Включиться в процесс – значит допустить возможность вины и постепенно освободиться от собственной воли. В романе Кафки происходит и то, и другое. В идее саморазрушения личности задолго до наказания Кафка созвучен Андрееву («Рассказ о семи повешенных») и более позднему Сартру («Стена»). Физическая смерть – лишь последняя и формальная точка в процессе перехода живой материи в неживую, который начинается с утраты воли. «Процесс» – это умирание в Иозефе К. личности, процесс умирания живой материи.

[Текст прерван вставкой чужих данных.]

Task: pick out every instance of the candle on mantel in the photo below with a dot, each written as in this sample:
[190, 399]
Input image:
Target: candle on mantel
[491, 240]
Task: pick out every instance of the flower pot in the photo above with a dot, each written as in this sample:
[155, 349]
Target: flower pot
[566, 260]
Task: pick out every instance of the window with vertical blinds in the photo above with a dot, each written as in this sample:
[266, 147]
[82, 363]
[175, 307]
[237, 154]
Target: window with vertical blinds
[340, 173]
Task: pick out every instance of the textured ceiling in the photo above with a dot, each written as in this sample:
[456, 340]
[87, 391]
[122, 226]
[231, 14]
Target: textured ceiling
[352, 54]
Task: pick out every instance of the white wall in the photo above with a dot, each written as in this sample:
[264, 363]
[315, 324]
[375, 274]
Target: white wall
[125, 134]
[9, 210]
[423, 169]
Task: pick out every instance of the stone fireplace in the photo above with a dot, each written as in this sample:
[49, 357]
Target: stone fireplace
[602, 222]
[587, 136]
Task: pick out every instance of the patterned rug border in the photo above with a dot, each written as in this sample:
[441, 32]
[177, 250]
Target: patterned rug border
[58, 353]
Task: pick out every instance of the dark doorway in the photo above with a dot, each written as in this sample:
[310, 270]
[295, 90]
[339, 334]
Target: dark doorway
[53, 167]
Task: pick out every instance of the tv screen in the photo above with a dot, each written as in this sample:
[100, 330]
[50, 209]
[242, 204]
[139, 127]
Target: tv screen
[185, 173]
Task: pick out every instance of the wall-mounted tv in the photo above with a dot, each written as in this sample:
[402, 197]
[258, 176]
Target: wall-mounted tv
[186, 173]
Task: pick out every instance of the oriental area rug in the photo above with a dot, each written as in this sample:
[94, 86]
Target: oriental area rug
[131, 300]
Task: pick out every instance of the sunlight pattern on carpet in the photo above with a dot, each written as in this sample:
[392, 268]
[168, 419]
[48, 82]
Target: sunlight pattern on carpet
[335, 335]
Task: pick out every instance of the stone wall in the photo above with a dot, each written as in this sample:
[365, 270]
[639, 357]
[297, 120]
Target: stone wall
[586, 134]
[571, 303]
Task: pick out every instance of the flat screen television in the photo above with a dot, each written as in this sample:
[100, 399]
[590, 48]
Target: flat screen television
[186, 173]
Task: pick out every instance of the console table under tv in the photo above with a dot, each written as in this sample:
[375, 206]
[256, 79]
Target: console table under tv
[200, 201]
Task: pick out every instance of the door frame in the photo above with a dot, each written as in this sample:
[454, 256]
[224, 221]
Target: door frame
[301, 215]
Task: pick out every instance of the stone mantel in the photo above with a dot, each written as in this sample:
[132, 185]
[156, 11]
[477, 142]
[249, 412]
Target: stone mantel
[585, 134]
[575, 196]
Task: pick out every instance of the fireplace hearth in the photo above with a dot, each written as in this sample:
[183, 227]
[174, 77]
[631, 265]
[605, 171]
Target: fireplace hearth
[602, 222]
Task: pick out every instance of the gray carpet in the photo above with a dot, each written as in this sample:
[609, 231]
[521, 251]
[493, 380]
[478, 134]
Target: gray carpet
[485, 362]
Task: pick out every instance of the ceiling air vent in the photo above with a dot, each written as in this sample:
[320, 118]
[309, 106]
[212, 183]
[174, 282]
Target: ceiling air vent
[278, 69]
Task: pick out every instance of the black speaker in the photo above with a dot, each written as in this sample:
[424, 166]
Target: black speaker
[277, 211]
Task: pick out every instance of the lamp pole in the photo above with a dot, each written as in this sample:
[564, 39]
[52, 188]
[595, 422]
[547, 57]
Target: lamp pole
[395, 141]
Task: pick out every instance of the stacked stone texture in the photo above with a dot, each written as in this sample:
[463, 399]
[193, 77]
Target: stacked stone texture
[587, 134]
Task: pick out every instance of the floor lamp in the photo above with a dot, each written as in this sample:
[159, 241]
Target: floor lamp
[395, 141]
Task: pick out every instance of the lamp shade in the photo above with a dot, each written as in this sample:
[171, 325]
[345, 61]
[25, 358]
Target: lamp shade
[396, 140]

По общей концепции, стилю, образной структуре «Процесс» находит продолжение в романе «Замок». Система ломает человека, заставляя психологически принять статус винтика. Сам замок– столь же символически-всеохватный образ, как и процесс, – допускает немалое число версий его интерпретации. Может быть, это мир за порогом смерти – царство мертвых, куда живым вход заказан. Замок может быть и моделью тоталитарной системы. Замок – это судьба, «небесная канцелярия»; может быть, именно потому герой так быстро включается в систему, что перед лицом судьбы его воля – ничто (и тогда замок – своеобразный аналог более персонифицированного андреевского «Некто в сером»). Но при любой версии авторский акцент сделан не на замке как таковом, а на позиции человека перед лицом замка. Ситуация «человек перед лицом…» – это ситуация экистенциальная. И в таком случае образ замка – это импульс, повод к возникновению экстремальной ситуации, в которой раскроется суть человека, совместится онтологическое и психологическое в пространстве романа и одной человеческой жизни.

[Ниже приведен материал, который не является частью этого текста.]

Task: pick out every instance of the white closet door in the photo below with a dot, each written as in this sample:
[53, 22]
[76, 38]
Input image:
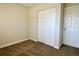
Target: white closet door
[71, 25]
[46, 26]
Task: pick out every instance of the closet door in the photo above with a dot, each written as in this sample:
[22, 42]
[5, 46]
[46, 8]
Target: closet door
[46, 26]
[71, 26]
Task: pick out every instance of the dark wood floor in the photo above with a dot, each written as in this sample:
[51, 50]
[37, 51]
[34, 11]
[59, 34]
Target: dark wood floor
[31, 48]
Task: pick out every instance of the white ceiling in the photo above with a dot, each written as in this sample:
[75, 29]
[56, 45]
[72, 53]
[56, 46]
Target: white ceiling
[29, 4]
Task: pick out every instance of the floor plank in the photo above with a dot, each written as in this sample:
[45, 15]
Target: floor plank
[31, 48]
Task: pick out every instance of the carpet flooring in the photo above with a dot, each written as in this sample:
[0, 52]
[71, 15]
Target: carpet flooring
[31, 48]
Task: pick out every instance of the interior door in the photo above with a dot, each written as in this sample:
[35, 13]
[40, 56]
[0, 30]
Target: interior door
[71, 26]
[46, 26]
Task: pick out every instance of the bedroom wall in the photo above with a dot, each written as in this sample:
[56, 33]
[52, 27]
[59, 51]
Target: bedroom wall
[13, 23]
[33, 21]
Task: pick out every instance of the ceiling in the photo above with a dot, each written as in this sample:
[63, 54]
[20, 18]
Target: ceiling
[29, 4]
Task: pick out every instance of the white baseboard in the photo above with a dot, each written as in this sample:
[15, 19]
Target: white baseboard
[9, 44]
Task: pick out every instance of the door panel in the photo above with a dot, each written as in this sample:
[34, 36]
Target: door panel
[46, 26]
[71, 24]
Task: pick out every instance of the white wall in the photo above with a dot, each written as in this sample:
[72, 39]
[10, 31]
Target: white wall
[71, 12]
[13, 23]
[33, 21]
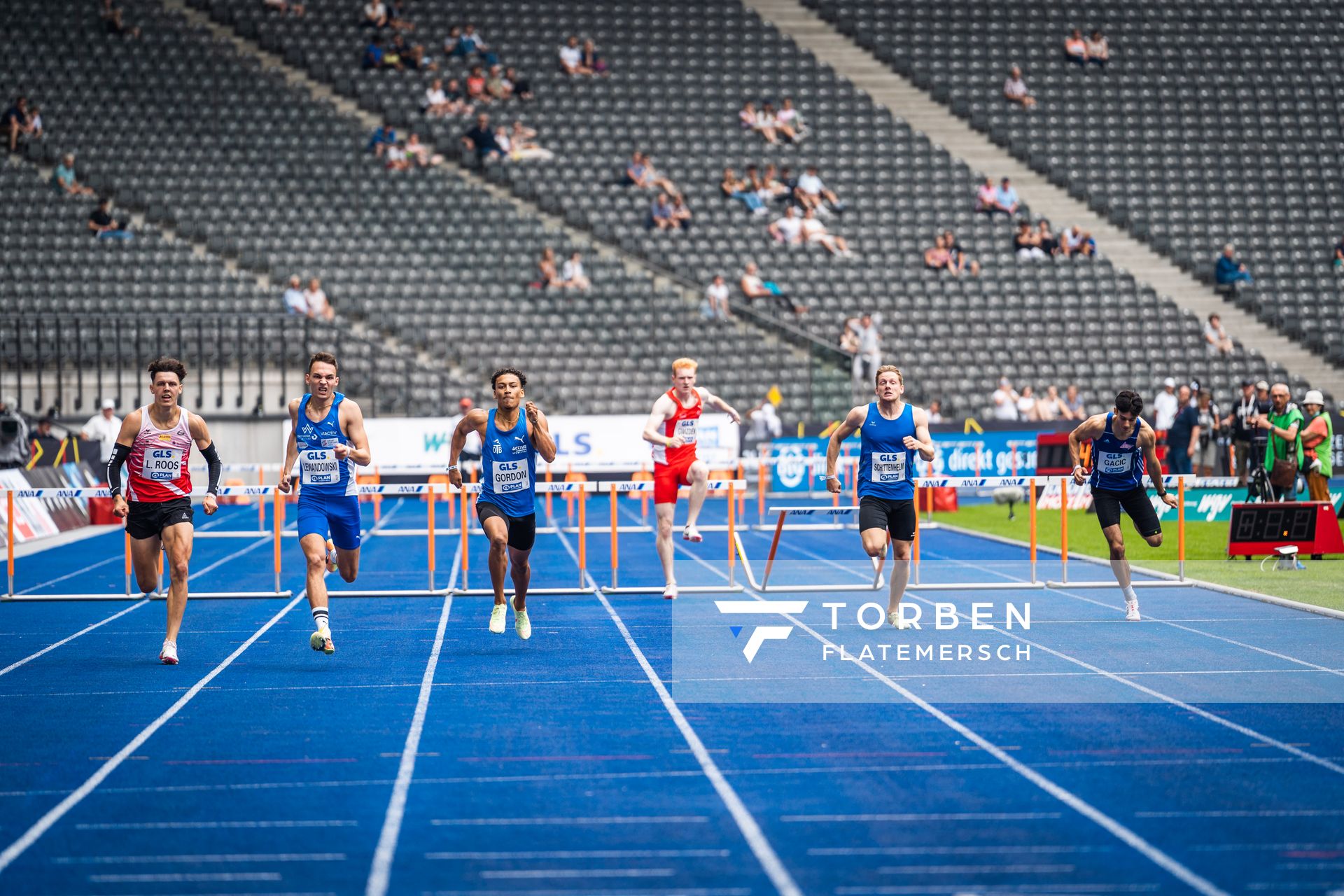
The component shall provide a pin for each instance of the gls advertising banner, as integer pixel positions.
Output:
(612, 440)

Недоступность Замка для К. (не только как архитектурного сооружения, но и как комплекса идеологического, психологического, политического, структурного) заключается в том, что абсолютно несовместимы логика, по которой живет и мыслит Замок, и логика К. (атмосфера Замка лишена воздуха – в ней задыхаются). Для К. логика Замка – загадка, которую он пытается разгадать; она – его вечное открытие. Для обитателей Замка и Деревни его логика – либо детски наивна, либо оскорбительна. У всех обитателей Замка и Деревни чувства и реакции преувеличены, гипертрофированы, они неадекватны действительности. Такая гипертрофия реакций и чувств – не компенсация ли отсутствия чувств истинных? Обитатели не знают настоящего положения вещей ни о себе, ни о мире. Логика Замка – это полный волюнтаризм в оценках морали, фактов, явлений, поступков, людей.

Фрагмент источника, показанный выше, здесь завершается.